Do the speakers sound good in stereo set to full range? If so you’ve obviously got no issue and it’s all in the crossover. Also, when income allows don’t get an amp — get a stereo integrated amp.  Getting the Denon’s preamp outta the picture for stereo listening is at least as important as upgrading the amp if not more. The preamp section of your AVR sucks — they pretty much all do — and the preamp is crucial to get the best performance out of a system. Just my $0.02 FWIW.

This is always a good read when considering amplifiers for ESLs...


For stereo music a proper line stage preamplifier is always the best way forward...  And of course the proper paradigm amplifier for the type of speakers used...

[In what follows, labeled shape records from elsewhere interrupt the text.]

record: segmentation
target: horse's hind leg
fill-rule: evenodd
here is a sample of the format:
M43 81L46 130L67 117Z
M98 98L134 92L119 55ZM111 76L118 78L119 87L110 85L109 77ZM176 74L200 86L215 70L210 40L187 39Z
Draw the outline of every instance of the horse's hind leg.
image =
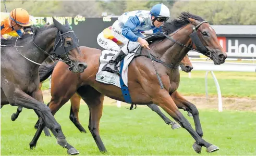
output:
M148 88L147 88L148 89ZM145 89L147 90L147 89ZM208 152L212 152L219 149L219 148L209 142L206 142L193 129L191 125L179 110L174 100L166 90L156 90L154 93L157 93L151 95L153 102L162 107L168 114L173 117L182 127L185 128L196 140L197 144L207 148Z
M164 113L161 112L157 106L155 105L155 104L149 104L147 105L147 106L150 108L152 111L157 113L157 114L162 118L162 119L164 120L164 121L167 125L171 125L172 128L173 128L173 129L175 129L181 127L178 124L172 121L166 116L165 116L165 115L164 115Z
M88 128L101 152L107 150L100 136L100 120L102 115L104 96L91 86L80 87L77 92L88 106L90 119Z
M192 113L194 119L196 132L200 137L202 137L203 133L199 119L199 113L196 106L186 100L177 91L172 94L171 97L178 108L183 109L184 110ZM202 147L198 145L197 142L195 142L193 145L193 148L197 152L201 153Z
M17 109L17 112L15 113L13 113L10 116L10 119L11 119L11 120L15 121L15 120L16 120L17 118L18 118L18 116L19 116L19 114L22 111L22 107L20 106L18 107L18 108Z
M81 125L79 122L79 118L78 117L78 114L80 109L80 102L81 101L81 97L75 93L70 98L71 106L70 106L70 113L69 114L69 119L77 127L77 128L82 133L86 133L86 131L83 127Z
M68 95L67 96L67 97L65 99L64 98L64 96L60 96L60 95L62 95L62 93L64 95L65 95L66 93L58 92L57 94L59 96L54 96L54 94L53 96L52 96L52 99L51 100L50 102L48 103L47 106L48 106L48 108L50 108L53 115L54 115L54 114L63 106L63 105L64 105L68 101L68 100L69 99L69 98L70 97L71 95L75 93L75 90L76 89L75 88L74 89L72 89L72 91L70 90L71 92L69 93L69 94L68 94ZM41 119L40 119L39 122L38 128L36 131L36 132L35 133L35 134L34 135L34 137L33 138L33 139L30 143L30 147L33 147L36 146L36 142L39 139L41 134L42 133L42 132L43 131L43 129L45 127L45 125L44 124L44 123L42 122ZM55 135L54 134L53 134ZM72 155L79 153L79 152L74 147L68 144L68 143L67 144L66 146L65 146L64 147L67 149L67 153L69 154Z

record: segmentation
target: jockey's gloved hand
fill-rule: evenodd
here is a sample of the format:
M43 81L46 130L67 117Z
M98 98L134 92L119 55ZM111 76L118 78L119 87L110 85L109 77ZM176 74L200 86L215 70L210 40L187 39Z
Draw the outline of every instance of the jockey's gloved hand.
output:
M137 41L141 45L142 47L144 47L145 48L147 48L148 49L150 50L150 48L149 48L149 43L148 43L148 41L146 40L143 39L141 37L139 37L138 38L138 41Z

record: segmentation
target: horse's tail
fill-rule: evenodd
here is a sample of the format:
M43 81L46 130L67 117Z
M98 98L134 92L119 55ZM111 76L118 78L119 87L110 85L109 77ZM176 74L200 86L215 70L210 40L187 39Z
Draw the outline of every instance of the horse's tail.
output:
M58 61L55 61L53 64L44 62L39 69L39 78L40 82L42 82L51 76L52 74L54 67L58 63Z

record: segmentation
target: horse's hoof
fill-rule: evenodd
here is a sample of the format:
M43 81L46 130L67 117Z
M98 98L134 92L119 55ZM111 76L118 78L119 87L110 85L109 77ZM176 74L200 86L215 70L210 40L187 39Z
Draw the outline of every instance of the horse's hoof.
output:
M188 112L188 116L189 117L192 117L192 116L193 116L193 115L192 115L191 113Z
M180 125L177 123L174 123L172 125L172 128L173 128L173 129L178 129L181 127L180 126Z
M193 144L192 148L198 154L201 153L201 151L202 151L202 146L197 144L197 142L194 142L194 144Z
M68 142L66 139L57 139L57 144L60 145L61 146L65 147L68 145Z
M107 152L107 150L106 150L106 149L105 149L105 150L101 150L100 151L101 151L101 152L102 154L106 153Z
M10 119L11 119L11 121L15 121L15 120L17 119L17 118L16 116L15 116L15 114L14 114L14 113L11 114L11 116L10 116Z
M208 153L210 153L210 152L213 152L216 151L219 149L220 149L217 146L215 146L214 145L211 145L211 146L210 146L207 148L206 151Z
M34 145L34 144L30 142L29 144L29 147L30 147L30 149L32 150L33 148L35 148L35 146L36 146L36 145Z
M85 129L83 129L83 130L80 131L80 132L81 133L87 133L87 132L86 132L86 131Z
M72 147L70 149L68 150L67 153L69 155L77 155L79 154L79 152L75 148Z

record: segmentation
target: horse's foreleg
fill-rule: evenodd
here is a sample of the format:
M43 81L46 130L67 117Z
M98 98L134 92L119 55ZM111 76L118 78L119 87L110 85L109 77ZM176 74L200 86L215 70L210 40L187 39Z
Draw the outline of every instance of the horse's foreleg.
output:
M160 110L157 106L155 104L149 104L147 105L151 110L156 113L164 120L164 121L168 125L172 125L172 128L173 129L180 128L180 126L175 122L172 121L169 118L168 118L163 112Z
M69 119L77 127L77 128L82 133L86 133L86 131L83 127L81 125L79 122L78 114L80 109L80 102L81 97L77 94L75 93L70 98L71 106L70 113L69 114Z
M20 106L18 107L18 108L17 109L17 112L15 113L13 113L10 116L10 119L11 119L11 120L15 121L15 120L16 120L18 118L19 114L22 111L22 107Z
M196 132L200 137L202 137L203 133L199 119L199 113L196 106L186 100L177 91L172 94L171 97L178 108L182 109L192 113L194 119ZM197 152L201 153L202 147L198 145L197 142L195 142L193 145L193 148Z
M191 124L179 111L175 102L166 90L156 92L159 93L152 97L153 102L162 107L173 117L183 128L185 128L196 140L197 145L207 148L207 152L211 152L218 150L218 148L203 139L193 129Z
M44 100L43 98L43 92L42 92L42 90L41 89L41 88L42 87L42 85L43 85L42 82L41 82L39 84L39 89L35 94L34 94L33 97L35 99L39 100L39 101L41 102L42 103L44 103L44 105L45 105L44 103ZM39 119L40 119L39 116L38 117L39 117L38 118ZM36 125L37 123L38 123L36 122L36 123L35 124L35 126L34 126L35 127L36 127ZM44 128L43 131L44 131L44 134L46 136L50 136L50 137L51 136L51 134L50 133L49 130L48 129L48 128L46 127L45 127Z
M80 87L78 90L90 110L88 128L101 152L107 150L100 136L100 120L102 115L104 95L90 86Z

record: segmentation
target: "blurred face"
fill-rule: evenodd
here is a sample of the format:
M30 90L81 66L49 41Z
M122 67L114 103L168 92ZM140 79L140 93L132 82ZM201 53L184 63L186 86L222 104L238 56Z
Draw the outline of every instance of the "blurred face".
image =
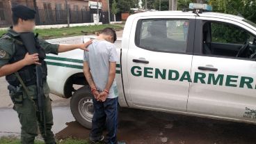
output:
M113 40L113 36L111 35L106 35L106 40L111 42L111 43L114 43L114 41Z
M31 32L35 26L35 19L23 20L19 19L18 25L24 31Z

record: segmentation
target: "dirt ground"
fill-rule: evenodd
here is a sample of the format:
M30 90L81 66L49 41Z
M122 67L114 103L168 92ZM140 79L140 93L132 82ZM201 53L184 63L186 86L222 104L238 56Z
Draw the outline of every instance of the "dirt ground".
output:
M56 134L88 138L90 131L77 122ZM122 109L118 139L128 144L255 144L256 126L159 112Z

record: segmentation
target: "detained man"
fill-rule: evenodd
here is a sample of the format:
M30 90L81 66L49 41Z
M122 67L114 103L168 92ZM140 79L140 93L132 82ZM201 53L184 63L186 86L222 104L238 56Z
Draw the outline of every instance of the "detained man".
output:
M88 46L88 51L84 52L83 72L93 95L94 115L90 134L93 143L121 143L116 136L118 93L115 77L118 56L113 44L115 40L115 31L106 28ZM105 126L106 138L102 135Z

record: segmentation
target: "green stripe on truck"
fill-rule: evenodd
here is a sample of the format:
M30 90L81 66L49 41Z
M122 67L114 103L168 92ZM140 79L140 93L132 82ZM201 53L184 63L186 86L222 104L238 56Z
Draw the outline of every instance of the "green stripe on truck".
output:
M48 60L56 60L56 61L61 61L72 62L72 63L83 63L83 61L82 60L69 58L62 58L62 57L47 56L46 58ZM116 67L120 67L120 65L116 64Z
M47 61L46 63L47 65L55 65L55 66L59 66L59 67L70 67L70 68L76 68L76 69L80 69L83 70L83 66L81 65L70 65L70 64L65 64L65 63L55 63L51 61ZM120 70L115 70L116 74L120 74Z

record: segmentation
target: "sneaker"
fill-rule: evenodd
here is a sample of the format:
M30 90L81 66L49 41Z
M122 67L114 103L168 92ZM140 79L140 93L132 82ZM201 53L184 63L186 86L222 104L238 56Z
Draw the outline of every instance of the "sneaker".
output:
M90 141L91 142L91 143L93 144L96 144L97 143L100 143L102 142L104 139L104 136L101 136L99 139L95 140L95 139L93 139L93 138L90 137Z

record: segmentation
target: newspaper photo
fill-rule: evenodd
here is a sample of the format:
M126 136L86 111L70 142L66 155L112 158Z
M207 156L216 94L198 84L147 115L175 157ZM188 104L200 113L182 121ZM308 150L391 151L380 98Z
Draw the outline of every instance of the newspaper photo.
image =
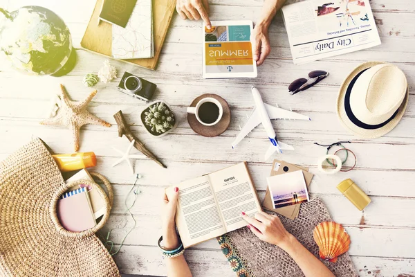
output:
M380 44L369 0L308 0L282 8L294 64Z

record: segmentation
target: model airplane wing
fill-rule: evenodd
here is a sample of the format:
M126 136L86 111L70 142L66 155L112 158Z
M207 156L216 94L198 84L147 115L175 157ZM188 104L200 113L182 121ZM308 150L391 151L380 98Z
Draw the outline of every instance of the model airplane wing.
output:
M261 116L257 111L256 109L254 109L248 121L243 125L243 127L241 129L241 132L237 136L235 140L232 143L232 148L234 148L244 137L249 134L255 127L258 126L261 123Z
M266 112L270 119L299 119L304 120L311 120L307 116L302 115L294 111L288 111L277 107L271 106L269 104L264 103ZM258 123L259 124L259 123Z

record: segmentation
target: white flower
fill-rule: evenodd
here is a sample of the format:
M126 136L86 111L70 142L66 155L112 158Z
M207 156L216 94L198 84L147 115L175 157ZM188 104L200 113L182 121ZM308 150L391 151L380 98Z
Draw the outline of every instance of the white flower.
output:
M98 71L98 77L101 82L107 83L117 77L117 69L111 65L107 60L104 62L104 65Z

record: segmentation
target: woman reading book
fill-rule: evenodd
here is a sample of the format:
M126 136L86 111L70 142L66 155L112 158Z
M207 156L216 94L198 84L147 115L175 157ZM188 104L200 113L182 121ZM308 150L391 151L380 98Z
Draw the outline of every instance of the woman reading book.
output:
M170 197L165 194L163 202L163 246L169 277L190 277L192 273L183 254L184 250L176 231L174 217L178 197L178 188ZM314 255L310 253L284 227L278 217L260 212L255 218L244 213L241 215L247 222L247 226L260 240L283 249L297 262L307 277L333 277L334 275Z
M286 0L264 0L259 20L255 24L251 35L254 60L257 65L262 64L271 51L268 28L277 12L282 7ZM210 29L209 3L208 0L177 0L176 10L181 17L185 20L199 20L202 19Z

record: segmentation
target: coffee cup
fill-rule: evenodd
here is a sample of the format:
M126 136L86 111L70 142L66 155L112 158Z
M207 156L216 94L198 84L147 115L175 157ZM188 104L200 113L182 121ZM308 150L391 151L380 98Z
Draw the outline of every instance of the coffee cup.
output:
M207 97L198 102L196 107L187 107L187 113L194 114L201 124L213 126L222 118L223 108L219 101Z

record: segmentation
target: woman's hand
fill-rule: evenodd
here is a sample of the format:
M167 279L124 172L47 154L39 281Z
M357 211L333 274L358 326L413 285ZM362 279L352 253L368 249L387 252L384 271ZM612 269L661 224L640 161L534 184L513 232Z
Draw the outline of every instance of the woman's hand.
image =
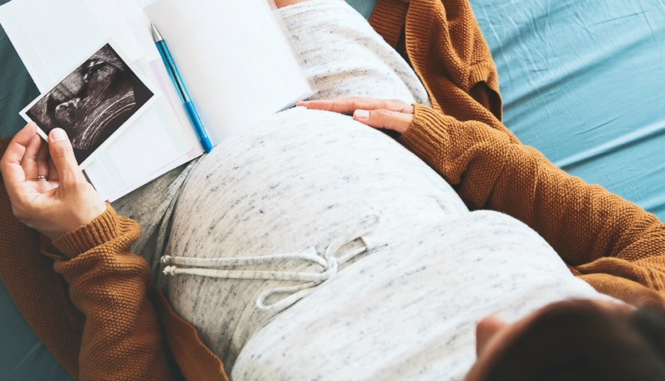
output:
M12 139L0 171L14 215L26 225L55 238L84 225L106 205L78 169L66 134L55 129L48 144L30 123Z
M400 134L406 132L413 121L413 106L397 99L354 97L298 102L296 106L353 114L354 119L368 126Z

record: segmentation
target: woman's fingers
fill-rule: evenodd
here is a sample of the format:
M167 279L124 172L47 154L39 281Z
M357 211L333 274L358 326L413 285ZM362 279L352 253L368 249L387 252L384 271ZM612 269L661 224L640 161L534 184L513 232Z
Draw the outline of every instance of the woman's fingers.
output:
M387 129L404 134L413 120L413 106L398 99L342 98L299 102L314 110L353 114L354 119L377 129Z
M35 134L25 148L23 158L21 159L21 166L25 173L25 180L35 180L39 173L37 169L37 155L41 148L41 138Z
M19 185L26 180L25 171L21 166L21 161L28 145L36 134L36 124L30 123L26 125L12 138L2 159L0 160L0 171L2 171L2 178L10 196L15 196L15 191Z
M375 129L387 129L404 134L413 121L413 114L391 110L356 110L354 119Z
M399 113L413 113L413 106L398 99L351 97L298 102L297 106L342 114L351 114L356 110L389 110Z
M85 182L85 179L82 178L83 173L78 168L71 143L69 142L64 130L51 130L48 134L48 150L57 171L61 186L66 188L68 185L74 185L77 182Z

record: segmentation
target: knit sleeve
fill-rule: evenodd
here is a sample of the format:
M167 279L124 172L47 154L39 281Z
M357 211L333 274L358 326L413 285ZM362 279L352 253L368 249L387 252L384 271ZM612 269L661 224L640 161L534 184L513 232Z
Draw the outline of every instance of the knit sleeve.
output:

Good luck in you choices...

All things suffer from entropy and degrade with time. E-statics are one of the more fragile designs in loudspeakers. The panels are plastic the electrical parts that energize the panels all break down a bit faster than in conventional dynamic designs they also attract dust another longevity killer they can arc causing burns in diaphragms and stators. If you want a timeless loudspeaker that can last generations look into horns. I have horn speakers from the 1940s that still meet the specs and work wonderfully. Or plan on repairs from time to time and enjoy your panels.

My receiver won’t utilize the subwoofer if the main speakers are set to stereo mode and large speakers. Setting them to small, tells the receiver to use the sub for low frequencies and thus reduces the draw from the speakers. My receiver is biamping the speakers at 150w per channel x2 per speaker, but it’s only 8ohm stable. It can do 6ohm above 1k frequency. I think these speakers can pull as low as 2ohm, so it’s just too much for the receiver to handle. This is why I need to eventually get a new amp when I can afford it.

@maverick3n1 The 1 Ohm impedance occurs at 20KHz where there is hardly any musical energy so your receiver will be fine. The speaker is higher impedance where there is more music energy, such as in the bass region.

When ESLs fail they have several symptoms. One is low volume which can be caused by a power supply failure. Buzzing and flapping is another due to tears in the diaphragm. Arcing (which might sound like a loud background hiss or actual sparking) is caused by too much power or excessive exposure to dust and moisture (possibly in the form of humidity); once that happens the panel can continue to arc, leading to failure of the membrane. They can degrade slowly or quite quickly depending on how they are treated. An underpowered receiver won’t be able to damage the speaker.